Huating
Hu
a,
Liming
Wu
bc,
Paul
Gebhardt
ae,
Xiaofei
Zhang
a,
Alexey
Cherevan
ae,
Birgit
Gerke
f,
Rainer
Pöttgen
f,
Andrea
Balducci
abcd,
Stefano
Passerini
bc and
Dominik
Eder
*ae
aInstitute of Physical Chemistry, University of Münster, Corrensstraße 28/30, 48149 Münster, Germany
bHelmholtz Institute Ulm, Helmholtzstraße 11, 89081 Ulm, Germany
cKarlsruher Institute of Technology (KIT), PO Box 3640, 76021 Karlsruhe, Germany
dInstitute for Technical Chemistry and Environmental Chemistry Center for Energy and Environmental Chemistry Jena (CEEC Jena), Philosophenweg 7A, 07743 Jena, Germany
eInstitut für Materialchemie, Technische Universität Wien, Getreidemarkt 9, 1060 Wien, Austria. E-mail: dominik.eder@tuwien.ac.at; Tel: +49 251 83 23406
fInstitut für Anorganische und Analytische Chemie, Universität Münster, Corrensstrasse 30, D-48149 Münster, Germany
First published on 4th September 2017
Hierarchical hollow microspheres (HHMSs) constitute a very popular class of materials for use as drug-delivery carriers, photocatalysts and electrode materials in batteries, owing to their large, porous surface area and mechanical integrity during intercalation reactions. Here, we used a template- and additive-free hydrothermal route to prepare an unusually shaped SnO2 material that comprises a hollow spherical morphology with uniform diameters and very thin petal-like nano-sheets grown perpendicularly on the sphere's surface, resembling a “chestnut cupule”. We thoroughly investigated the formation mechanism by 119Sn Mössbauer spectroscopy, powder X-ray diffraction and X-ray photoelectron spectroscopy. Key to this process is the ultrasonic pre-treatment of an aqueous SnCl2 solution, followed by Ostwald “inside-out” ripening upon hydrothermal processing. This unique morphology has greatly improved the storage capacity and cycling performance of SnO2 as an anode material for lithium and sodium ion batteries compared with conventional SnO2 materials.

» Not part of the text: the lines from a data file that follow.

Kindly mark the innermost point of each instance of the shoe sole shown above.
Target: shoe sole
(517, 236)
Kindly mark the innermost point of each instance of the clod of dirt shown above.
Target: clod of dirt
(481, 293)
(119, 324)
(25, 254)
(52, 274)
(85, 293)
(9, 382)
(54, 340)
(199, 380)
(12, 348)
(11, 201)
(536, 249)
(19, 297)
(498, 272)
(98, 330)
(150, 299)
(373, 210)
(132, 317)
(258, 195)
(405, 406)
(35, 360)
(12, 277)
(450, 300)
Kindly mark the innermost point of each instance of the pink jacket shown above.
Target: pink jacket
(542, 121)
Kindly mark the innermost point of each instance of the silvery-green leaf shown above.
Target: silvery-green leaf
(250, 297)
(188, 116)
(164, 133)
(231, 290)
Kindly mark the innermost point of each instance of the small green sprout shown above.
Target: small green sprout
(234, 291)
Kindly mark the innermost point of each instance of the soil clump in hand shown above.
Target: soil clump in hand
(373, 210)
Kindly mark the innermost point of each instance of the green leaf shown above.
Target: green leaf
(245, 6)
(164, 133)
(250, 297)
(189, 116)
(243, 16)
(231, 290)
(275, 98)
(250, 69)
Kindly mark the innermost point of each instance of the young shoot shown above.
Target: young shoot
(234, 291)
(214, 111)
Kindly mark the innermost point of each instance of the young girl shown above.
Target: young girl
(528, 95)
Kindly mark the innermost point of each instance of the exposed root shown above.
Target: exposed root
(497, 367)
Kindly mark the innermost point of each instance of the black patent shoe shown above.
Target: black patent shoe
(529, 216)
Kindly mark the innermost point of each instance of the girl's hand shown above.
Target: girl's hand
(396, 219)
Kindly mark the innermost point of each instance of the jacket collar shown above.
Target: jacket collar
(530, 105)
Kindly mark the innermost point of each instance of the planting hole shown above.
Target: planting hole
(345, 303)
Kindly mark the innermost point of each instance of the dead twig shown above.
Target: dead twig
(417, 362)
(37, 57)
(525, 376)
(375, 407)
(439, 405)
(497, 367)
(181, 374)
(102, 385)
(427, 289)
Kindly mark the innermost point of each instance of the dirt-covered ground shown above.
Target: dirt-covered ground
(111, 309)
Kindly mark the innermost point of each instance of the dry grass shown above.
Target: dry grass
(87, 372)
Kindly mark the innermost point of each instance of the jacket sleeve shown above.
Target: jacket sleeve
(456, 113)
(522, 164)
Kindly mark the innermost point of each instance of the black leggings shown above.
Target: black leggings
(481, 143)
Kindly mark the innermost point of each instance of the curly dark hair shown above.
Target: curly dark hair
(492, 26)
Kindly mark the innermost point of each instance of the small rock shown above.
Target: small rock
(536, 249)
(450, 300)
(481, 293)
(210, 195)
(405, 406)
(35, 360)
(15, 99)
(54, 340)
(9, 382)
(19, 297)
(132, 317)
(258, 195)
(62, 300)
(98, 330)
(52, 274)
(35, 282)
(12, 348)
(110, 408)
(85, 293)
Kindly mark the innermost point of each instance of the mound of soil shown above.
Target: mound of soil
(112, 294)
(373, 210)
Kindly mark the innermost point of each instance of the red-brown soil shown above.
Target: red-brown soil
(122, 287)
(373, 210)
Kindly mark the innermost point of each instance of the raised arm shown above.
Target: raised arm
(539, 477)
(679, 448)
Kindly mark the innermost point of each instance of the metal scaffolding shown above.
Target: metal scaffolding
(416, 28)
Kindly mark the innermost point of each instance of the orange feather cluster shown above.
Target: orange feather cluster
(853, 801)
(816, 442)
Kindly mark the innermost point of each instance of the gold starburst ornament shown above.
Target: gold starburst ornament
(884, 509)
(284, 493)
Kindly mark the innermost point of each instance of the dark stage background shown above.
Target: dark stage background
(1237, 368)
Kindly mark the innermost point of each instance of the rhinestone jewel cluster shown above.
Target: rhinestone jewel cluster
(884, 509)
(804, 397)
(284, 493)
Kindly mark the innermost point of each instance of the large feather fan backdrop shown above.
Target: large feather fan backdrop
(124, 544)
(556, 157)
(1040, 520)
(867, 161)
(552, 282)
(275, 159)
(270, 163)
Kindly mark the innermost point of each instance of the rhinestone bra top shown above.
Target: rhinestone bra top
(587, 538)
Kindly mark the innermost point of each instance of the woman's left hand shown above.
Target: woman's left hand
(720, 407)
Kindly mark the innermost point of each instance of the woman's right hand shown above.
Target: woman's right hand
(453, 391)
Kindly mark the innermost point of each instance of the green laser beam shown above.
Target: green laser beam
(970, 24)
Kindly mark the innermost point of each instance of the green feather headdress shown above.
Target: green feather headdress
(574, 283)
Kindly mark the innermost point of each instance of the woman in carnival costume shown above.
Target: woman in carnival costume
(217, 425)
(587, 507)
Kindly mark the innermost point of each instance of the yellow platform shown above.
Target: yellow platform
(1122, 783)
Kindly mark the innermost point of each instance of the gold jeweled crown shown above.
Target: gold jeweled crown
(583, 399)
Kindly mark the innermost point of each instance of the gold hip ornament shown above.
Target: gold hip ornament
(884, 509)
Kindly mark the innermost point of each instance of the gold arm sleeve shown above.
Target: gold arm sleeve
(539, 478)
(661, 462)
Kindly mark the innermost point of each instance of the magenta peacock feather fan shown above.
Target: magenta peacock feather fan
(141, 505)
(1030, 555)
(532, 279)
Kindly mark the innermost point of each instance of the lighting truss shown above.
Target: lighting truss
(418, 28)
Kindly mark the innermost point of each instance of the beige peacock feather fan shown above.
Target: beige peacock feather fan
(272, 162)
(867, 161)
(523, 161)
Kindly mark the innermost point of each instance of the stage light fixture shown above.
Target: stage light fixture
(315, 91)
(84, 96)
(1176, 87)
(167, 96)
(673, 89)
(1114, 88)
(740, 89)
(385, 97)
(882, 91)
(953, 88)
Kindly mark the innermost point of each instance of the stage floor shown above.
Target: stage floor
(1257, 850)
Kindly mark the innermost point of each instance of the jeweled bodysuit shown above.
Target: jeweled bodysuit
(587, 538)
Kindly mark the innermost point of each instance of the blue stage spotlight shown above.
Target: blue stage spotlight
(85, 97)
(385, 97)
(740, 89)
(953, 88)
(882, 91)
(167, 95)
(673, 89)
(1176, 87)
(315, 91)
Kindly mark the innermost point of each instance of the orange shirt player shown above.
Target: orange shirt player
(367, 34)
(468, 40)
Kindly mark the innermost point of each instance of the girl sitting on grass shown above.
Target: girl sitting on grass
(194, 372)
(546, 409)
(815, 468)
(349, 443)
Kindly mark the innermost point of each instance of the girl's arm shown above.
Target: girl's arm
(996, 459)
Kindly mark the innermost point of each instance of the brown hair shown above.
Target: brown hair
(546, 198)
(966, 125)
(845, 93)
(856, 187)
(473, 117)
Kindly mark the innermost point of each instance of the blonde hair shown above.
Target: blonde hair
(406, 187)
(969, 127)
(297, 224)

Graphite, the conventional anode materials in LIBs, is limited by its rather low theoretical specific capacity (e.g. 372 mA h g−1) and, in particular, volumetric capacities.16 Its use in SIBs is even more hampered, as Na ions are too large to be inserted into the graphite interlayers.12 Therefore, much research has been devoted to anodes of metal oxides, such as TiO2, Fe3O4, and SnO2.10,17–19 SnO2 has evolved as one of the most promising candidates, due to its intrinsically high theoretical specific capacity (782 mA h g−1 and 667 mA h g−1 for LIBs7 and SIBs17 respectively), environmental benignity and low cost.7,12,20,21 However, conventional SnO2 materials suffer from a severe volume change (i.e. more than 200%) when SnO2 becomes reduced and reacts with Li to form Li4.4Sn during the charge and discharge process, typically leading to pulverization of the electrode and thus a rapid capacity decay.22 This effect is even more pronounced for Na+ intercalation, due to its larger ion radius than Li+ (by about 55%).10 Nanostructured materials, such as nanosheets,23 nanoboxes,24 nanotubes,20 and, particularly, hollow spheres,25–31 have been demonstrated to cope with volume expansions during Li+/Na+ insertion and extraction significantly better than their respective bulk counterparts.25–31
Hollow micro/nanostructures are generally synthesized via wet-chemical methods that involve hard or soft templates and often require time-consuming multi-step processes (i.e. annealing, template removal, etc.).32–35 For example, Wang et al. have synthesized SnO2 HHMSs through a fluoride-mediated process,36 while Gurunathan et al. have used the resorcinol–formaldehyde (RF) gel method.37 Both studies demonstrate improved electrochemical stability for LIB application. There are also examples for template-free synthesis of HHMSs for metal oxides, such as TiO2,38 Cu2O,39 SnO2 (ref. 3 and 31) and NiO.40 They often involve organic solvents, acids and additives, which increase cost, have greater negative environmental impact and are generally not desirable for large-scale fabrication. While there are many recent works on the synthesis and application of such hollow structures, only a few studies have so far reported their formation mechanism, nucleation and growth, in particular regarding template- and additive-free processes.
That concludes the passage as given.